Friday, 18 October 2019

The state of the global economy


The state of the global economy

Some U.S. economy watchers worry openly about the prospect of a recession. At the same time, some global economy watchers, such as those about to gather for the annual meetings of the International Monetary Fund in Washington this week, have been just as worried about a global recession.

This should be no surprise even to those who focus heavily on the United States. For months, the Federal Reserve has expressed open anxiety about potential weakness here, but has identified as the causes of its worries the trade war, and economic weakness overseas. The Chinese economy has been in a long, soft fall for years, which weighs on global growth. 

Beyond that economic shakiness that was already in place just about everywhere, the U.S.-induced trade war has been dragging down pretty much all economic activity around the globe. As a result of the trade conflict, the U.S. economy is hurting, the Chinese economy is hurting, and when the world’s two largest economies are sneezing, there’s a good chance that everyone will catch a cold.

But what exactly is a “global recession?” A “recession” in the United States is officially called by an institution known as the “Business Cycle Dating Committee,” which is organized by the National Bureau of Economic Research. The committee considers a wide range of economic indicators, including but not limited to the inflation-adjusted gross domestic product (GDP). There has long been a shorthand definition of recession as two consecutive quarters of absolute decline of the GDP, but that has never been the official criterion.

There is no equivalent official arbiter of global recession. And for that matter, the global GDP has no official publisher, but is estimated by several observers, including The Conference Board. Given the large number and the diversity of the nations on the globe, actual decline in the global GDP would be extraordinary.
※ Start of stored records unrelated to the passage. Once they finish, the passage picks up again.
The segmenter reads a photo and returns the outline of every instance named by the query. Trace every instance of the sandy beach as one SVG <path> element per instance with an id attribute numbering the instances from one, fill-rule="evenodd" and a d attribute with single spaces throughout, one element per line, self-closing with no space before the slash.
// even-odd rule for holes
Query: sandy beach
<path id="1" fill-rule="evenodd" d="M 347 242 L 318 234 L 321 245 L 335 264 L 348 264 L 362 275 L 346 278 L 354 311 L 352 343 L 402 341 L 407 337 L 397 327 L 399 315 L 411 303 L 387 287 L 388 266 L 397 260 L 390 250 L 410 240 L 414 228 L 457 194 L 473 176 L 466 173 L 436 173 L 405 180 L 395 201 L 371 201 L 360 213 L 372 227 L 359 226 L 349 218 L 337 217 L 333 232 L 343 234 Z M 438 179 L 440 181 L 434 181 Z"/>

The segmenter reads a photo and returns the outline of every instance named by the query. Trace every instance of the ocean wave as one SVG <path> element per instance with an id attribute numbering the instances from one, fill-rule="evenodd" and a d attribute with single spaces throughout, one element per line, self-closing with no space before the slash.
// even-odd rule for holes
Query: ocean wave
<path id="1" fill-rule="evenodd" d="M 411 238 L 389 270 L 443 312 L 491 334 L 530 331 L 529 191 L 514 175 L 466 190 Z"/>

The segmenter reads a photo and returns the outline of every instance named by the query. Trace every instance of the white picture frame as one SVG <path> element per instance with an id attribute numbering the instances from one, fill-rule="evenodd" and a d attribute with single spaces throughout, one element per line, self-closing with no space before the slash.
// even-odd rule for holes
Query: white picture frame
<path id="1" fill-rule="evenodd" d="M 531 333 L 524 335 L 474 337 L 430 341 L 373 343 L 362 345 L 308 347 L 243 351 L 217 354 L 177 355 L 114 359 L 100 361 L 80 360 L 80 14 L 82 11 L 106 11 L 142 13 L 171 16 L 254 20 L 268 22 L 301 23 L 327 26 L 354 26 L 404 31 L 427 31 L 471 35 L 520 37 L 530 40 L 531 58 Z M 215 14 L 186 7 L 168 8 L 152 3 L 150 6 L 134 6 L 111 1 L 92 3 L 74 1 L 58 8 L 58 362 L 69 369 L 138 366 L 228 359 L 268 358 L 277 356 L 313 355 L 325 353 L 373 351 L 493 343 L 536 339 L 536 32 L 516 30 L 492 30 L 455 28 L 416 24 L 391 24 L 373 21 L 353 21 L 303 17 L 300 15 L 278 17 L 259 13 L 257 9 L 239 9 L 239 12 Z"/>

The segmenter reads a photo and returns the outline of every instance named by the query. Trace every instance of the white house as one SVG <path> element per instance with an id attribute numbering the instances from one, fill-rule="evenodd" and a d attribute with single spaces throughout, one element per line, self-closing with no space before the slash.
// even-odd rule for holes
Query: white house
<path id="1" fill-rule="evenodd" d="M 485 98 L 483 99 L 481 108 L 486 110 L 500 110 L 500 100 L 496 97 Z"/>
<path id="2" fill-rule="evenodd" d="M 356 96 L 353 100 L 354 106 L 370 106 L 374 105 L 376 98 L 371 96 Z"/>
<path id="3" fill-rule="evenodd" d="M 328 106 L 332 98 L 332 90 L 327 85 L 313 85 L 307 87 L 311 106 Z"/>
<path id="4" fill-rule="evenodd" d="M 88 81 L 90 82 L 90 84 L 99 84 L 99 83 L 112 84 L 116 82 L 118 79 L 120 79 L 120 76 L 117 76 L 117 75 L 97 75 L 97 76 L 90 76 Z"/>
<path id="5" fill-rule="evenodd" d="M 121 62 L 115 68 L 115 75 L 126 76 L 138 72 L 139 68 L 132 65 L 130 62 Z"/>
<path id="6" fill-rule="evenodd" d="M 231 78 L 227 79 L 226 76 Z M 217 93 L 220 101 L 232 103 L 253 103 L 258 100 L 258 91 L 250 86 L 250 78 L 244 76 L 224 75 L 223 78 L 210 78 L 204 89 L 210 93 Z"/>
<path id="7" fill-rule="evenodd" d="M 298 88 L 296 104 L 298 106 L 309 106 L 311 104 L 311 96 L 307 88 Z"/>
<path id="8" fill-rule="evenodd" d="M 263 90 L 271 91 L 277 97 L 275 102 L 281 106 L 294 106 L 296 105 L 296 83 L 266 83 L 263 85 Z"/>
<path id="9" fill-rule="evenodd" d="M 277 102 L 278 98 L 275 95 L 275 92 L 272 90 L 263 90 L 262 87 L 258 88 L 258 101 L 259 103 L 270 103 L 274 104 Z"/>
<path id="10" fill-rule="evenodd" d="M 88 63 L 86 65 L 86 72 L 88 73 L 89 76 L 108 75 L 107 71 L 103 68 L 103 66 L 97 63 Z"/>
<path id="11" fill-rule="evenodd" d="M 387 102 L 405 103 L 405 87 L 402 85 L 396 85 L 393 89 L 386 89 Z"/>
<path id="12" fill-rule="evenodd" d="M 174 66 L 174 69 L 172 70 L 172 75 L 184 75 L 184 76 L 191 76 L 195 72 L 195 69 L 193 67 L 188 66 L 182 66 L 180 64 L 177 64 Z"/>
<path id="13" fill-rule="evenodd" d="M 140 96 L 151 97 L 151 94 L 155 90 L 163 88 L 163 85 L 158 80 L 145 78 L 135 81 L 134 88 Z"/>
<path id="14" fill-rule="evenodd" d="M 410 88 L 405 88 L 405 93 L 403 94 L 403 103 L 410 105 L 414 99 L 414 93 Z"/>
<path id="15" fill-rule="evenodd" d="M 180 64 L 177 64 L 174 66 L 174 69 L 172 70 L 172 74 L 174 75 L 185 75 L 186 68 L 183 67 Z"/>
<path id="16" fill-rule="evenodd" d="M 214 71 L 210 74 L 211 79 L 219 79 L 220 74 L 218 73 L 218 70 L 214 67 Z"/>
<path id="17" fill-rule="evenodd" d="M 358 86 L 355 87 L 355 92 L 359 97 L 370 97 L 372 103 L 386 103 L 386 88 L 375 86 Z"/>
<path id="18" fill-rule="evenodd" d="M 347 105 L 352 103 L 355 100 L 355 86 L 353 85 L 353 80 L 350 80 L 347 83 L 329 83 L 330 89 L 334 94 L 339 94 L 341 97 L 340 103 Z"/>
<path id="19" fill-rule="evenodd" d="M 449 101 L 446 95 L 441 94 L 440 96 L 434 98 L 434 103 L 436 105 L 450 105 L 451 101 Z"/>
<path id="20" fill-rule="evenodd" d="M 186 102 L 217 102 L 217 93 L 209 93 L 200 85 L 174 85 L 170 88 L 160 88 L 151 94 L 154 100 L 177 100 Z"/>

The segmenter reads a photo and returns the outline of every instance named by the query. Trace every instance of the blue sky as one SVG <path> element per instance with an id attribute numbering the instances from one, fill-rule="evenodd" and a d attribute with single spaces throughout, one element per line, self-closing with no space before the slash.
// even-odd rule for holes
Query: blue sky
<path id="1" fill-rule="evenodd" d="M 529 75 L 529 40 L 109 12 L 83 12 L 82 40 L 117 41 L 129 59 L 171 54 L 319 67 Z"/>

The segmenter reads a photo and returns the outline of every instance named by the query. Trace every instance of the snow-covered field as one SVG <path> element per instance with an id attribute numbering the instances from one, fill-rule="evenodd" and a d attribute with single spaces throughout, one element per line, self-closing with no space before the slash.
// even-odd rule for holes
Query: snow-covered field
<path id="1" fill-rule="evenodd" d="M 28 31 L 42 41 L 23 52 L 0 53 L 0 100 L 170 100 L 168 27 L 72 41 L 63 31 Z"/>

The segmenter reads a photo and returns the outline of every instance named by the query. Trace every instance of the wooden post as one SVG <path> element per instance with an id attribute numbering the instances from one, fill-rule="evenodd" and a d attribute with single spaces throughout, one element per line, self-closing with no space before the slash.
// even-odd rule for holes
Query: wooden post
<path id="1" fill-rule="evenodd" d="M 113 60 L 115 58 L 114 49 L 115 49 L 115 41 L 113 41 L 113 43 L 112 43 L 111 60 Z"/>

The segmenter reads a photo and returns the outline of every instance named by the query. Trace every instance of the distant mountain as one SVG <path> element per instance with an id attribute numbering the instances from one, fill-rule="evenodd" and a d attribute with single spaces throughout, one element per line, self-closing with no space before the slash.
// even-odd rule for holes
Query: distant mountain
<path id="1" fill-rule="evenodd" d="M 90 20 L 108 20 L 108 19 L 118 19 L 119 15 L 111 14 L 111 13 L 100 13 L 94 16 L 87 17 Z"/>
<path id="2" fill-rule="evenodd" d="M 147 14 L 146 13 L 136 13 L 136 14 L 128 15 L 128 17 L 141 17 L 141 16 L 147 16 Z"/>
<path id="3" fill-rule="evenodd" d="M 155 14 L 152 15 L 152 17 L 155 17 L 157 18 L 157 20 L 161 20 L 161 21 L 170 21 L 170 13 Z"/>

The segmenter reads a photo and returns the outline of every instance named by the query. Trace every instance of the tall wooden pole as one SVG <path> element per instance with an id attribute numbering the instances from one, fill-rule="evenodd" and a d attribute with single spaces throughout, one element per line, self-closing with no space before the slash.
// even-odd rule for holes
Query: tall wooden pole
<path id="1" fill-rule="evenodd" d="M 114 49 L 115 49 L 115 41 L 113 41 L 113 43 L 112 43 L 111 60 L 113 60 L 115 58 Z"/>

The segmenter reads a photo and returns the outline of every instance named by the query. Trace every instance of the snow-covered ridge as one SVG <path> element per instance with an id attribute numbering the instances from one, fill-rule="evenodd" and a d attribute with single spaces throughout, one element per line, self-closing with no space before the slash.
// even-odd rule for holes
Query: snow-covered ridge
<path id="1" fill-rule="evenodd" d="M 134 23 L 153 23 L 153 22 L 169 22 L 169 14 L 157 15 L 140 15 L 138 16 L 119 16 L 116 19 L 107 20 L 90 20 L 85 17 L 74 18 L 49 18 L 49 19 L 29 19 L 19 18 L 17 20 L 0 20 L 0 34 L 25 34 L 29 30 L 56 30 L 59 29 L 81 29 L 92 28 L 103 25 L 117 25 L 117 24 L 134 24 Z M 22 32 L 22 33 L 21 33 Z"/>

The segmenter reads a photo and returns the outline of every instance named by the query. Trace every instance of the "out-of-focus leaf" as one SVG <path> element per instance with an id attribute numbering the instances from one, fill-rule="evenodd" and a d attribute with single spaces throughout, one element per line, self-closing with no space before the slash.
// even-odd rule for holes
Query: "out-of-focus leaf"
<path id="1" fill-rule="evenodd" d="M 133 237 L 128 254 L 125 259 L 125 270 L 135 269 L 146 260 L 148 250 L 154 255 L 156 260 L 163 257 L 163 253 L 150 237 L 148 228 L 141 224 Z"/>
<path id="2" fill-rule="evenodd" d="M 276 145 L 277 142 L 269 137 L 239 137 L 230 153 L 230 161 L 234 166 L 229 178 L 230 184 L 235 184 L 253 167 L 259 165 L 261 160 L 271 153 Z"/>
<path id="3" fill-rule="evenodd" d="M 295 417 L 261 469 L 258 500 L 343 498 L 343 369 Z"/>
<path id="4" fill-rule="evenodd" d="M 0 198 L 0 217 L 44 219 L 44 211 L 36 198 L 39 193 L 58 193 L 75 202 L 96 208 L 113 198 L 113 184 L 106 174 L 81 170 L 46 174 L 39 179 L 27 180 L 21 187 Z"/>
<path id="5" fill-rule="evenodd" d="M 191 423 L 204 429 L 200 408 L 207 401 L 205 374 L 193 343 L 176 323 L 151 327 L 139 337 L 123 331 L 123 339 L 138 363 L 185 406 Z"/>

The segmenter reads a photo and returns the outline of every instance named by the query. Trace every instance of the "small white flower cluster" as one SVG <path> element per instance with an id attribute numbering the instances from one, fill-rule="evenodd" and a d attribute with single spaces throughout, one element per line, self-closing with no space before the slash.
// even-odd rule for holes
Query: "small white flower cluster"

There are almost always enough national economies growing to keep the global average above zero. In recent decades, only the global financial crisis saw an absolute decline in global output. So as a rule of thumb, in the absence of definitive data and defining authorities, a global recession is widely considered to be period of growth in the world GDP less than 2 percent at an annual rate.

Where do we stand? At this time, world GDP is growing at slightly above 2 percent. We are flirting with a “global recession.” But my economic forecasting colleagues believe that the world economy is bottoming out. They have several reasons for optimism. The global Consumer Confidence Index may be the most important indicator. The corresponding CEO Confidence measure is rather dour. Business executives, dealing directly with the trade war and its rising tariffs and prices, are rather downbeat. But historically, when the consumer is optimistic and is willing to spend, even frowning business CEOs cannot stand in their way. And right now, according to the confidence index, global consumers are ready to buy.

The German economy, which is the anchor of Europe, had been quite soft. But growth indicators suggest that Germany hit bottom and is bouncing back. The US economy enjoyed strong job-creation numbers (marginally behind expert expectations, but none the less healthy for this advanced point in the business cycle), which makes it hard to imagine an outright economic downturn anytime soon. China is hobbled by the trade war, but continues to grow. Comparative weakness in Latin America is fully offset by strength in the more developed parts of the world, which is pretty much the opposite of the usual pattern, under which developing countries grow faster.
Which takes us to the United Kingdom. Some would say that the UK is already in a recession, making it one of the weights on a global economy that seems to have the strength, on balance, to just keep its head above water. Prolonged uncertainty and fear of the UK crashing out of the European Union in a “hard Brexit” have weighed on the UK and global economies. If the recent rumors of movement toward a settlement should be borne out, the global economy should be ready to begin an upswing from just short of the 2-percent-growth barrier that generally denotes recession. That would be good news for businesses and consumers everywhere.

Despite some bad luck and some self-inflicted wounds, the leaders of the world economy can gather with at least some collective optimism. Recession can be avoided, and growth can resume, especially if conflicts over Brexit and world trade are resolved. 

Joseph Minarik (@JoeMinarik) is senior vice president at the Committee for Economic Development. He served as chief economist at the Office of Management and Budget under President Clinton and is the coauthor of “Sustaining Capitalism: Bipartisan Solutions to Restore Trust & Prosperity.”